章节大纲

  • You might be familiar with the idea of calorie intake requirements, such as the guidelines shown in the table below. Use your calculator to find the line of best fit for the data .
    ::您可能熟悉卡路里摄入量要求的概念, 如下表显示的指导方针。 使用您的计算器来找到最适合数据的线 。

    Calorie Requirements (Male), 1-59 years
    ::Calorie 需求(男),1-59岁

    Age Range, x 1-3 4-6 7-10 11-14 15-18 19-59
    Calorie Needs, y 1230 1715 1970 2220 2755 2550

    The age is measured in years.
    ::年龄以岁数衡量。

    Finding the Equation of a Best Fit Using a Calculator
    ::查找使用计算器最合适计算公式的方程式

    We have already  learned how to find the linear equation of best fit by hand.
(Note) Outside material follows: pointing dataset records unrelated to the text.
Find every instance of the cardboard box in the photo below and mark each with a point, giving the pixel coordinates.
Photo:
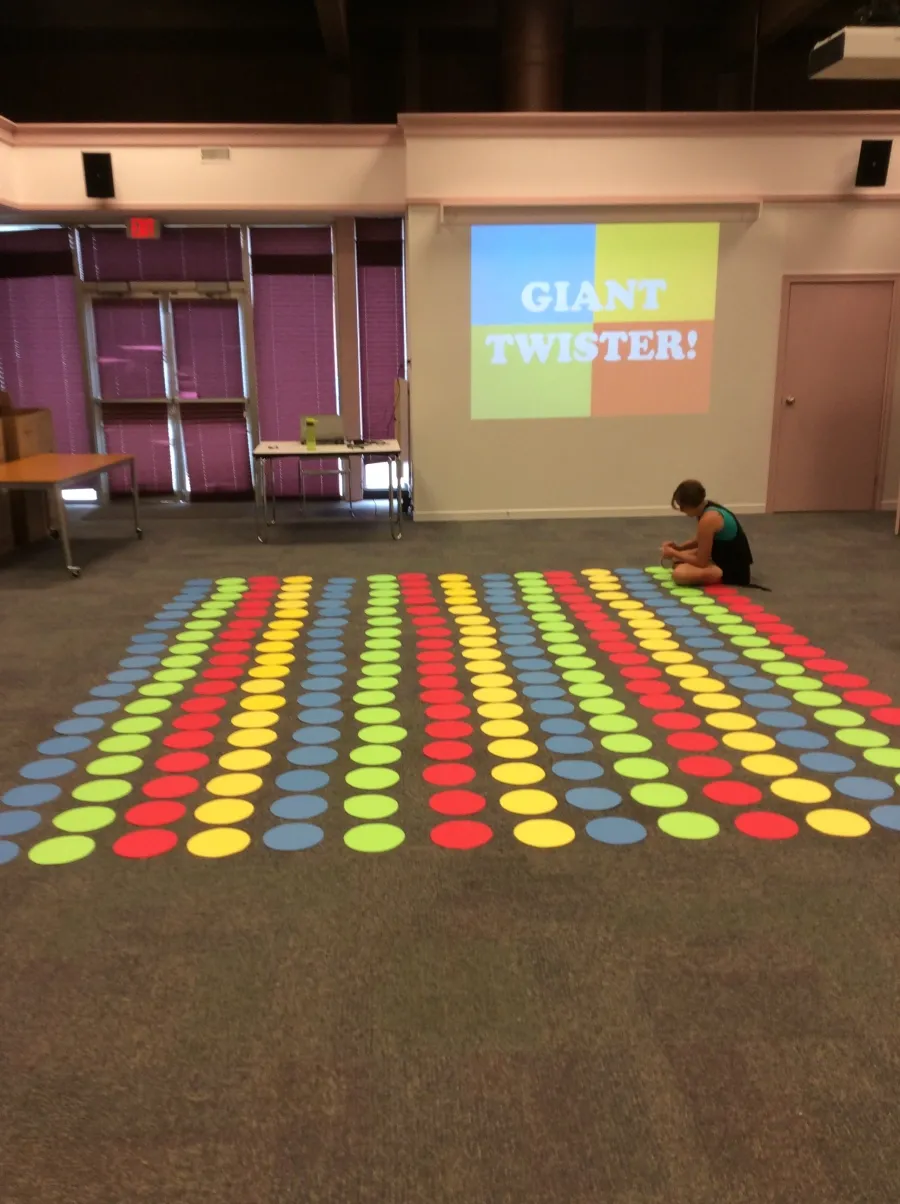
(27, 432)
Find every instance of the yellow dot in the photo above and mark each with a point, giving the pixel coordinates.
(801, 790)
(218, 843)
(252, 738)
(528, 802)
(268, 672)
(544, 833)
(836, 822)
(267, 685)
(224, 810)
(232, 785)
(493, 695)
(732, 723)
(517, 773)
(717, 701)
(255, 718)
(748, 742)
(244, 759)
(499, 710)
(264, 702)
(768, 766)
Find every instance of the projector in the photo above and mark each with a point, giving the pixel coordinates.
(858, 52)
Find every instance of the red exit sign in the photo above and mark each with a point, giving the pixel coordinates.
(142, 228)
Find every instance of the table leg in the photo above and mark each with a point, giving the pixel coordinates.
(135, 501)
(63, 527)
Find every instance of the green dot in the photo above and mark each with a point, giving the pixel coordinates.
(862, 738)
(84, 819)
(688, 826)
(136, 726)
(658, 794)
(627, 743)
(887, 757)
(371, 807)
(148, 707)
(110, 790)
(376, 754)
(377, 715)
(372, 779)
(124, 743)
(383, 733)
(60, 850)
(643, 767)
(613, 724)
(840, 718)
(113, 766)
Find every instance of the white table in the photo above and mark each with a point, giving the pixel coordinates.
(290, 449)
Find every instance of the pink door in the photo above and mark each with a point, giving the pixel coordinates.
(827, 448)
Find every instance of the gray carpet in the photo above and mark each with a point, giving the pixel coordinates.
(670, 1024)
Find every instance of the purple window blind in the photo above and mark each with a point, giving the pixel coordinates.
(40, 350)
(382, 317)
(141, 431)
(294, 318)
(207, 343)
(217, 448)
(182, 254)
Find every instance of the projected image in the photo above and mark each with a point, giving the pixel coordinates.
(584, 320)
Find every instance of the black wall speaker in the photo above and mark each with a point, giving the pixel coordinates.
(874, 163)
(98, 176)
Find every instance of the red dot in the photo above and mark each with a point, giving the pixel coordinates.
(154, 814)
(449, 730)
(152, 843)
(461, 834)
(196, 723)
(733, 794)
(171, 788)
(676, 723)
(767, 826)
(889, 715)
(448, 774)
(457, 802)
(692, 742)
(868, 698)
(704, 766)
(202, 706)
(448, 750)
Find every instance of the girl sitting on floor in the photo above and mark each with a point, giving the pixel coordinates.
(721, 550)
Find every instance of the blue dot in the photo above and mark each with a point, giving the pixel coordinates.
(781, 719)
(298, 807)
(43, 771)
(592, 798)
(616, 830)
(15, 822)
(869, 790)
(317, 735)
(312, 754)
(888, 816)
(31, 796)
(302, 780)
(578, 771)
(64, 745)
(801, 739)
(292, 837)
(78, 726)
(569, 745)
(7, 851)
(827, 762)
(95, 708)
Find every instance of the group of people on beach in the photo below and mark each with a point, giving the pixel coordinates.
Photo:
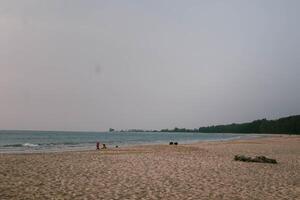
(98, 146)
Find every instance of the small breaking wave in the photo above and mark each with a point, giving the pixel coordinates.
(21, 145)
(30, 145)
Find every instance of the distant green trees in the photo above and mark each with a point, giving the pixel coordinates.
(287, 125)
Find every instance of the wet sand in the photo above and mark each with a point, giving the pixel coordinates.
(205, 170)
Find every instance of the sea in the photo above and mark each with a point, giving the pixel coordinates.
(57, 141)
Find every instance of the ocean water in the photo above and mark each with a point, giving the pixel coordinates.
(48, 141)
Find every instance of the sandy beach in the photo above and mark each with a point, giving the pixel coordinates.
(205, 170)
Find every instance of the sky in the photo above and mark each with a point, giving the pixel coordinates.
(94, 65)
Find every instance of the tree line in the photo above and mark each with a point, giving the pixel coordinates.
(286, 125)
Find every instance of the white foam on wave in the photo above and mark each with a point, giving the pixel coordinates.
(30, 145)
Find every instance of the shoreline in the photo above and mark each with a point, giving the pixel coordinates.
(88, 148)
(203, 170)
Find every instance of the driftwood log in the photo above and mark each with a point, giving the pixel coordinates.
(259, 159)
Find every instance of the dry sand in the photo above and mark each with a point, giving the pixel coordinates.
(204, 170)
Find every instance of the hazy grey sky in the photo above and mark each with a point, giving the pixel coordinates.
(91, 65)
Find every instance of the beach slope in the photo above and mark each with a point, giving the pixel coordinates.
(205, 170)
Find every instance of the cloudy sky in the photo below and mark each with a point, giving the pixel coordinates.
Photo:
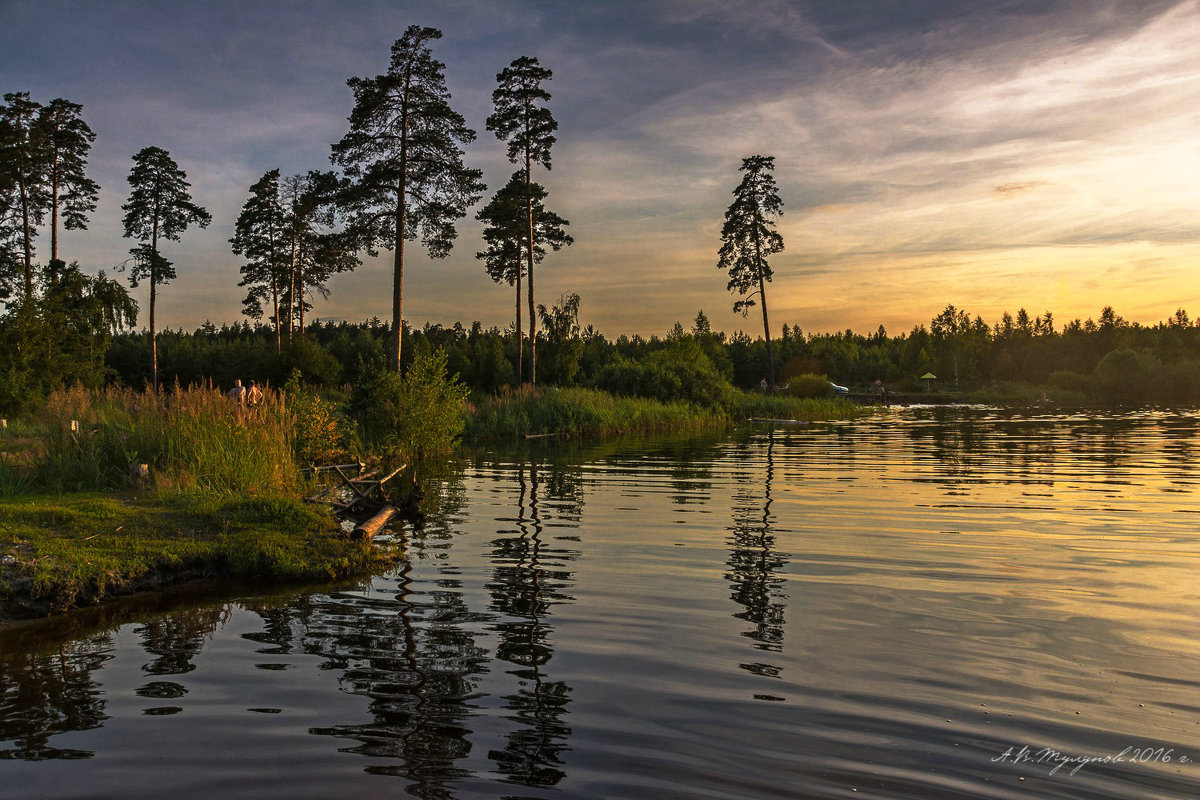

This entire process can also be done by your graphing calculator. It is recommended that you use a graphing calculator for two main reasons: accuracy and consistency. The graphing calculator will be more accurate than a calculation by hand and it will also be more consistent between students, or a greater likelihood that everyone will get the same answer.
    ::我们已经学会了如何用手来找到最合适的线性方程式。 整个过程也可以通过您的图形计算计算器来完成。 推荐您使用图形计算器有两个主要原因: 准确性和一致性。 图形计算器比用手来计算更准确, 学生之间也会更加一致, 或者每个人都更有可能得到相同的答案。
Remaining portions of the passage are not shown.